Wastewater samples became a go-to method of tracking the COVID-19 virus during the pandemic to better assess viral levels in a community population.
Dr. Peter Chin-Hong, an infectious disease expert at UCSF, said several factors contributed to this season’s early spike in the virus.
“It’s been about six months since a lot of people got infected last time,” he said. “Immunity wanes after about six months. It doesn’t mean it goes away, but it’s just easier to be infected again.”
The latest family of variants — known as “FLiRT” and consisting of KP.1.1, KP.2 and KP.3 — has also contributed to the increase in cases, he said.
“They are just a little bit different from the last one, which was JN.1 over the winter,” Chin-Hong said. “Even though they’re not too different from the last ones, they’re different enough to be more transmissible.”
The City collects samples at the Oceanside Treatment Plant and Southeast Water Pollution Control Plant. The latest data from WastewaterSCAN found that JN.1 is still the dominant variant at the Oceanside site (37.5%), followed by KP.2 (22.4%). But at the Southeast site, KP.2 was the slightly more dominant variant (33.7%) over JN.1 (32%).

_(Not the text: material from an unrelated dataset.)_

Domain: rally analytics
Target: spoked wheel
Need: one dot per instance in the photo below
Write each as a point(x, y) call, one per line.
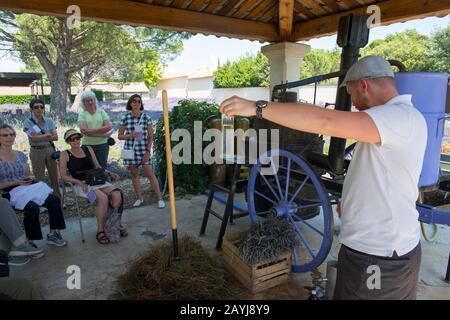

Finally, the increased number of people coming together in the last month or so — for events such as family celebrations, graduations and summer parties — has also contributed to the rise in cases.
“It’s happening about a month earlier,” Chin-Hong said. “It could be just the range of where the virus hits every year is not exactly the same, or it could be that fewer people are immunized in general, including in the Bay Area.”
As immunity wanes, people who are older and immunocompromised should take precautions, Chin-Hong said. Those who are eligible should get vaccinated sooner rather than later, and not wait for the new vaccine that’s coming out in the fall that will be based on the FLiRT variants, he said.
Overall, the concentration of COVID-19 is on the rise at more than half of the sites in the Bay Area that Wastewater SCAN collects samples from, Bidwell said.
In the last 21 days, the virus has been detected in 100% of the samples collected, she said, and 42% of the sites in the Bay Area are currently at high levels.
“[COVID-19] has to start off somewhere first,” Chin-Hong said. “Maybe we’ve already reached the peak in the Bay Area because we started off early. Who knows?”